ここが義実家であるハンナは、ロシュタニアにいる間は夫のマルコと共にこの家で寝泊まりしている。
「あれ?ハンナさん、おひとりですか?」
「はい。マルコはホテルの方に…」
そう言いつつ、ハンナはナーマルの頭から爪先までを眺める。
「ナーマルさん、その格好お似合いですね♪」
「あぁ…これですか」
そう言って、ナーマルは自分の着ている服の胸の辺りを引っ張った。
今日のナーマルは、日本の洋食店でもよく見る白い長袖のコック服に、下には同じく白の極めて丈の短いショートパンツを穿いている。
「わ!すごい汗です…」
ナーマルの額に流れる汗の量に驚いたハンナは、首にかけていたタオルで彼女の額を優しく拭う。

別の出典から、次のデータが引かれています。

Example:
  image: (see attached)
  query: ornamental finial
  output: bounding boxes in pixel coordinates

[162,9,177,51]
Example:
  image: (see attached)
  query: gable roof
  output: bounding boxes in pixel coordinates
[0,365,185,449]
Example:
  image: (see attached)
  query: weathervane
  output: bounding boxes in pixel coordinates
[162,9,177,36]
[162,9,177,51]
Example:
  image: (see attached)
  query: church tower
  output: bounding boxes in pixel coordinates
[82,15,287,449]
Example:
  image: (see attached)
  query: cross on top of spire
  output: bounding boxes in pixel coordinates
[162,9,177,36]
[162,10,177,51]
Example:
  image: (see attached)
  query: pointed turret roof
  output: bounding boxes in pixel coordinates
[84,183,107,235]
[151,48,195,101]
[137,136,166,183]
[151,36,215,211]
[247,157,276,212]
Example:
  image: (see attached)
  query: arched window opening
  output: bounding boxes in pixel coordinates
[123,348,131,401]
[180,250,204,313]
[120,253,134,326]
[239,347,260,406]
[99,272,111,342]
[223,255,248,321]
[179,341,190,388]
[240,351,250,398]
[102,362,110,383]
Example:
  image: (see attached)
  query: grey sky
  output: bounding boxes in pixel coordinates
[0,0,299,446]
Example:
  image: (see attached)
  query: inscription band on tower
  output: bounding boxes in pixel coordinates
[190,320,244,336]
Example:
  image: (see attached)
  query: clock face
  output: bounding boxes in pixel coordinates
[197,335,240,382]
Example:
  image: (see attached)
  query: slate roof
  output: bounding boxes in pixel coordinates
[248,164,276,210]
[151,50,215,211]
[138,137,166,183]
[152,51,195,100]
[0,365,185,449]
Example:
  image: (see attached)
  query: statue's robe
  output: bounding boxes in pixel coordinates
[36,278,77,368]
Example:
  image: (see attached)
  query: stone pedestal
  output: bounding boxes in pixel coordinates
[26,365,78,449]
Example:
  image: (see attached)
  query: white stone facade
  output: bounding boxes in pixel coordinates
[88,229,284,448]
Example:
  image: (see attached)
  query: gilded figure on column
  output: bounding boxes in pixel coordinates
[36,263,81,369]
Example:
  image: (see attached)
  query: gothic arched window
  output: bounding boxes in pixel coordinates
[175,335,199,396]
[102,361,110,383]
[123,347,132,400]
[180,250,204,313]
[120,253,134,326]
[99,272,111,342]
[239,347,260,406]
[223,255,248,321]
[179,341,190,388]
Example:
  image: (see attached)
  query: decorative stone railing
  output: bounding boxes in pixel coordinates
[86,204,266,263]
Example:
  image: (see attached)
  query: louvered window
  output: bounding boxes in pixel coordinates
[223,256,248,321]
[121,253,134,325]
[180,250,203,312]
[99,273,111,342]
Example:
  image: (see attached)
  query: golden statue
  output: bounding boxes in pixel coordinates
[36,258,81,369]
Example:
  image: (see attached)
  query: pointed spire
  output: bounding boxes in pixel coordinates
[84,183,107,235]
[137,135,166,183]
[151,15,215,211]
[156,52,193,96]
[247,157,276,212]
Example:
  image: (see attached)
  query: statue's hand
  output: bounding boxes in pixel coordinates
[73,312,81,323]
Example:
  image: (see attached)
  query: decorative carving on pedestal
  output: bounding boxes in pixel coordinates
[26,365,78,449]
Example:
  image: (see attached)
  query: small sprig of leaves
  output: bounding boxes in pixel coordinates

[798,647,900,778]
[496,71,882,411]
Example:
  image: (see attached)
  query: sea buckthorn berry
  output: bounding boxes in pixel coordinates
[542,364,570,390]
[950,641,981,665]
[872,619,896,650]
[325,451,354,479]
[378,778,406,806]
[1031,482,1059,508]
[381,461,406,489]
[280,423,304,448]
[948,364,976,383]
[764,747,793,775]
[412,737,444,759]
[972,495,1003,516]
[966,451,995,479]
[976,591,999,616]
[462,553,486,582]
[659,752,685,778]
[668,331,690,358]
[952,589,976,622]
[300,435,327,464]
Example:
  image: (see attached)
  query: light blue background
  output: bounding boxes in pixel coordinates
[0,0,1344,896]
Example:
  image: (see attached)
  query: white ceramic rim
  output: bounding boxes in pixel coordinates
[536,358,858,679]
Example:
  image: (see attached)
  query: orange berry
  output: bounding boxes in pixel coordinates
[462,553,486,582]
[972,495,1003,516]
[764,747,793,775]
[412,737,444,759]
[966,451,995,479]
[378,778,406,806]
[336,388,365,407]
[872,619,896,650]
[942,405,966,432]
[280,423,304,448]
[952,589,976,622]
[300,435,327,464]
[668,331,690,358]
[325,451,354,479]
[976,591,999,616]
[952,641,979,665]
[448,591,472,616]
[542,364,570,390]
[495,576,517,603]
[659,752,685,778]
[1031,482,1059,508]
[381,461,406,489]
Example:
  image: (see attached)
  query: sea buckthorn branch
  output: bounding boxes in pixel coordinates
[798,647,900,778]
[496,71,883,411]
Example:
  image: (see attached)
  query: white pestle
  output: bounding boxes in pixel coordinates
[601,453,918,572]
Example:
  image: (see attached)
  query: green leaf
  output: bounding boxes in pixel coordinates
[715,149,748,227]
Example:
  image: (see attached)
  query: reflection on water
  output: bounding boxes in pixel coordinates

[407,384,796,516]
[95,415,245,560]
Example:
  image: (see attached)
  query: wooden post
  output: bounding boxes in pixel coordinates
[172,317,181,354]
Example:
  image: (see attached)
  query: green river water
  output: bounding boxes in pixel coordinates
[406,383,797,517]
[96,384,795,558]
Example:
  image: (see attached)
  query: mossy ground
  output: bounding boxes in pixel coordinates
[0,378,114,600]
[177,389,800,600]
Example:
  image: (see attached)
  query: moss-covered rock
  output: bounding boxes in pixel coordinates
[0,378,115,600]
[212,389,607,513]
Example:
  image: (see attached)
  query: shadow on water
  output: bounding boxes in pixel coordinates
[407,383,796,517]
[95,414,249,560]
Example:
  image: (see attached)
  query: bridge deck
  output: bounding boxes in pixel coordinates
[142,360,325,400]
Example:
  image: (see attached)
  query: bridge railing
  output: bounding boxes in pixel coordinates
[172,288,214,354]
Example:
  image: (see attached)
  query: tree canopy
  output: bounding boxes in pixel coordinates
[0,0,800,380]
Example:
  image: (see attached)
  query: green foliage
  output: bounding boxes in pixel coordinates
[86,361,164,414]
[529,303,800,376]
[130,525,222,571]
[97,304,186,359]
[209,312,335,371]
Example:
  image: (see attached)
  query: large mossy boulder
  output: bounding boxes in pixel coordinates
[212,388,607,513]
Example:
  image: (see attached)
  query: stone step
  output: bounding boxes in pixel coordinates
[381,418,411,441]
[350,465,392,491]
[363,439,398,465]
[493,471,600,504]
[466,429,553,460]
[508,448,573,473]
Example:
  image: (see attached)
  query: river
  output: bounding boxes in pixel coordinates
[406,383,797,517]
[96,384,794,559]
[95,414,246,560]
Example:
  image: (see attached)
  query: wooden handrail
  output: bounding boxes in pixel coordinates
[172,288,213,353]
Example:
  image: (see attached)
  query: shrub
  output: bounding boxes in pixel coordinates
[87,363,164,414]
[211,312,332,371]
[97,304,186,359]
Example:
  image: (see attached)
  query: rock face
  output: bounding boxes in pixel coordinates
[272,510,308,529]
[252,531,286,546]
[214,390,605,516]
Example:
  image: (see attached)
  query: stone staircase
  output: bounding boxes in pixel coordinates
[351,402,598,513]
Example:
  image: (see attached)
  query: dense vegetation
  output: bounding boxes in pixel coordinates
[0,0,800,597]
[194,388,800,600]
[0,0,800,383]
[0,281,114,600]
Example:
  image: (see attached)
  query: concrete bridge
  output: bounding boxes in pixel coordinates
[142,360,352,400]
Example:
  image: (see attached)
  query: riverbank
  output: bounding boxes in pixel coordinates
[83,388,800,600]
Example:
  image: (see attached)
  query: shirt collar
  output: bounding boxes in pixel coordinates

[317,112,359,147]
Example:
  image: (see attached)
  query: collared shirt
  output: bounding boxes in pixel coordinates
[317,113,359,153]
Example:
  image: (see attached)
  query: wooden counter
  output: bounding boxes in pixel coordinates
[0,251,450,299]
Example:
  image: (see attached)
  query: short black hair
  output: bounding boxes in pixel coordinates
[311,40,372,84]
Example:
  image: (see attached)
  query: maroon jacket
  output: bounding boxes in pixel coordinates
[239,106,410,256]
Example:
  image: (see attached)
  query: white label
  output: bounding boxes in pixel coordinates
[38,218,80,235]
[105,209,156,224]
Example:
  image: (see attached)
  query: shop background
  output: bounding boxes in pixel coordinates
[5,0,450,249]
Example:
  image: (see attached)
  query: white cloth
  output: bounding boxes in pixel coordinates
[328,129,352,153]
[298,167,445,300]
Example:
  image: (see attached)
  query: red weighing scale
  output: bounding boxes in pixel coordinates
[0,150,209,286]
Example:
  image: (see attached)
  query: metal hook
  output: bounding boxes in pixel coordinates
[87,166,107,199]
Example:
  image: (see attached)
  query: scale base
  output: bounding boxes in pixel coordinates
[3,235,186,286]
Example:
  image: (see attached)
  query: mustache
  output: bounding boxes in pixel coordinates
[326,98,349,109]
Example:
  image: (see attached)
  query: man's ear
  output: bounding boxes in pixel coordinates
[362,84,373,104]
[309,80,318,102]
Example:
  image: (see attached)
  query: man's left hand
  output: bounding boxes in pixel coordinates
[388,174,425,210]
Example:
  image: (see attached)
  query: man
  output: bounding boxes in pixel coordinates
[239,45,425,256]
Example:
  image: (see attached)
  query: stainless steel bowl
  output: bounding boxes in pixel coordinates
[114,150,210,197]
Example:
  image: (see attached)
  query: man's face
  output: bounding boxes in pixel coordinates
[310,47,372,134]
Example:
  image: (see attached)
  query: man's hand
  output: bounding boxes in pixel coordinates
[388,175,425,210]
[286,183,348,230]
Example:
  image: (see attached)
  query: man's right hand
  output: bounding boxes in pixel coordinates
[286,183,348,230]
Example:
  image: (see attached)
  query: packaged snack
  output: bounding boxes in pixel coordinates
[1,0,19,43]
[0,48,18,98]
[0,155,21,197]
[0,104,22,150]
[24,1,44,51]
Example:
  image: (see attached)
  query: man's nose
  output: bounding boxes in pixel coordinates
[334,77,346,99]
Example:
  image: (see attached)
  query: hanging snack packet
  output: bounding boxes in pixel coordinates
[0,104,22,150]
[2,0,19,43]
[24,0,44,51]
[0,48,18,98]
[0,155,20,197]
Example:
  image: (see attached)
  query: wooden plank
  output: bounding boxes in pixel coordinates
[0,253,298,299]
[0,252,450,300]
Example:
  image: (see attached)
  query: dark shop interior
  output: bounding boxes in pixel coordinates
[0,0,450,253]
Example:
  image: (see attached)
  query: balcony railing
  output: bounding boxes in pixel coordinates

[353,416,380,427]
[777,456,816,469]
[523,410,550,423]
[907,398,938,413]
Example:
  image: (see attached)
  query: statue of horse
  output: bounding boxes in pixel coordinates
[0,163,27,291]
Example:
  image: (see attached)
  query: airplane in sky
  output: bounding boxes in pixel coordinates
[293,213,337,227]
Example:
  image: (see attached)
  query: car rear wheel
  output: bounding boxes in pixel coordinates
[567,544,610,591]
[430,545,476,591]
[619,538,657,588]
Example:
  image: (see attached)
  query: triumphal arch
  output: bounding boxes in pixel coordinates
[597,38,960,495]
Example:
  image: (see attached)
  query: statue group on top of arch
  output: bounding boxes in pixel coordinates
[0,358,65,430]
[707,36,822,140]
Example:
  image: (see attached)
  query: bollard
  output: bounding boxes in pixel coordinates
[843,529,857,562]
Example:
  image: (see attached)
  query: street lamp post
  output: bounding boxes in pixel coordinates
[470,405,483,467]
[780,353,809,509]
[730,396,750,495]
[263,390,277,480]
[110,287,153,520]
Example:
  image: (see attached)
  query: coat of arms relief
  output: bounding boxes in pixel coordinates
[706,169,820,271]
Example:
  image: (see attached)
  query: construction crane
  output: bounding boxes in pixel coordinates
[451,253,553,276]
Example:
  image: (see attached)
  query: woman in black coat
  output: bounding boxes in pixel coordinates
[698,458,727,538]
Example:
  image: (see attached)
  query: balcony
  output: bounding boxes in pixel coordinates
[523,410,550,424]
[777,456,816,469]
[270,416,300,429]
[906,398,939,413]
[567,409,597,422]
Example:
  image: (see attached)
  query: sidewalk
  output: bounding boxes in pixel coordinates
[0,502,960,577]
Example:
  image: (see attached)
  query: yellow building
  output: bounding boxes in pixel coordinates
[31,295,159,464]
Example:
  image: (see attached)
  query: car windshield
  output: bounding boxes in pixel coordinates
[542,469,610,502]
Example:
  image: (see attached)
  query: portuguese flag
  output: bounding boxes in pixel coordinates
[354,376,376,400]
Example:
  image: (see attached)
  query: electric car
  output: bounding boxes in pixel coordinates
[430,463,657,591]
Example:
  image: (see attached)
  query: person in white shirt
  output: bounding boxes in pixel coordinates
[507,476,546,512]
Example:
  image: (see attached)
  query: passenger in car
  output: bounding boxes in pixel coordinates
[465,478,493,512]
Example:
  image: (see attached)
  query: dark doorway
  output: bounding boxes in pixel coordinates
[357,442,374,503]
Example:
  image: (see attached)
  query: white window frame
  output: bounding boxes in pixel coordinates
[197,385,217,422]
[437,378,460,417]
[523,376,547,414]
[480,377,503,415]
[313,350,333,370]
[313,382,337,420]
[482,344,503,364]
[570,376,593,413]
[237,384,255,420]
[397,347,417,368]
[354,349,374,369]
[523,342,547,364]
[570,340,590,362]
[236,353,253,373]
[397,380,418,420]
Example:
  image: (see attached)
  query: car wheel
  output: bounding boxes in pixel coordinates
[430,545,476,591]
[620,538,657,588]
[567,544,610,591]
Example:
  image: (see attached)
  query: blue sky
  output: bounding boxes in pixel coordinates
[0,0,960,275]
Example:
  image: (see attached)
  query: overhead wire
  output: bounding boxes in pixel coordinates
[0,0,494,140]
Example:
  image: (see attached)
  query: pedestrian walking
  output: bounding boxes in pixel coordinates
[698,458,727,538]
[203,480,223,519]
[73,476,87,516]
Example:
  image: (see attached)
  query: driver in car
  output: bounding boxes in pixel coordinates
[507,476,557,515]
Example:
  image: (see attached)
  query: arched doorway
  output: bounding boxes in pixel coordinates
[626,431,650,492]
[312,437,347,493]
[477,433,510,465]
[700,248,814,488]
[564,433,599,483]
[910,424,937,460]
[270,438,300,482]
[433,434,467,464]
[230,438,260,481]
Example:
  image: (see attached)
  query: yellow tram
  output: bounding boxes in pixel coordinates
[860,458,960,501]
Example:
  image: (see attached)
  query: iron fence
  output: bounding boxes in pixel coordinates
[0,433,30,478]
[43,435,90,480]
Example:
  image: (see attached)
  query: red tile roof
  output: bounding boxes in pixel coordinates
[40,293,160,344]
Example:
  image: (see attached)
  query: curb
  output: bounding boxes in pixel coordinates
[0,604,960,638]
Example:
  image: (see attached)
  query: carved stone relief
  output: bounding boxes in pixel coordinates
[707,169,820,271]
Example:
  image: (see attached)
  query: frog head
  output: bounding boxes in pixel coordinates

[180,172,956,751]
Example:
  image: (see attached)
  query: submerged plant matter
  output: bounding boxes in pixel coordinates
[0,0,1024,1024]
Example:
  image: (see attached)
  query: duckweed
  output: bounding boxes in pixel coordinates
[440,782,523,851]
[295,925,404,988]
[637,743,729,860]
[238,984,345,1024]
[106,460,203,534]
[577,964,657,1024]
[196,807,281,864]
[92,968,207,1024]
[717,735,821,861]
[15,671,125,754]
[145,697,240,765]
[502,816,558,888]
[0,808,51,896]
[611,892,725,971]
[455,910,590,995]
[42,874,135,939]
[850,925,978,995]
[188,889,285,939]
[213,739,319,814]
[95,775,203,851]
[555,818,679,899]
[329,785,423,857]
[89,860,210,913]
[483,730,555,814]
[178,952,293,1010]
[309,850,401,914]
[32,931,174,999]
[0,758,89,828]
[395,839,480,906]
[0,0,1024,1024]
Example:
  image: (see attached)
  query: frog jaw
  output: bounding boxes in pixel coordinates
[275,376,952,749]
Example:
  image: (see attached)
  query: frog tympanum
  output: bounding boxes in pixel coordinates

もともと気温も高く、風通しが良い以外はこれといって冷房などないキッチンの中で、ナーマルとアメリアは冷却魔法を使わずに調理をしていたのだ。
「な、なんだか…こうして近くでみると、ナーマルさんってすっごく綺麗なお肌をしてますね…」
ハンナはピタリと汗を拭う手を止め、若干猟奇的な表情でナーマルの額を見た。
「そ、そうですか…」
「えぇ、とっても…私も日差しの強い島で暮らしてますから、どうしたらこんなに透き通るように白いお肌になるか気になります…」
そう言いつつ、ハンナは顔だけでなく、ナーマルの首筋や太ももまで凝視し始める。
「あ、あのハンナさん…」
「やっぱり顔以外もキメが細かいわ…なにか特別なケアみたいなことはしてます?」
「こ、これといって別に…」
「ウソ!このキメは絶対に何かしてるはずよ!
お願いだから恥ずかしがらずに教えて下さいっ!」
「ハンナさん…」
とそこで、アメリアがナーマルとハンナの間に割って入った。
「私たちの国では、寝そべって砂漠の砂に埋まる独特の美容法が…」
「今すぐ行きましょう!さぁ早く!」
アメリアの言葉を聞いたハンナは二人の手を掴み、ものすごい力で外へと連れ出そうとする。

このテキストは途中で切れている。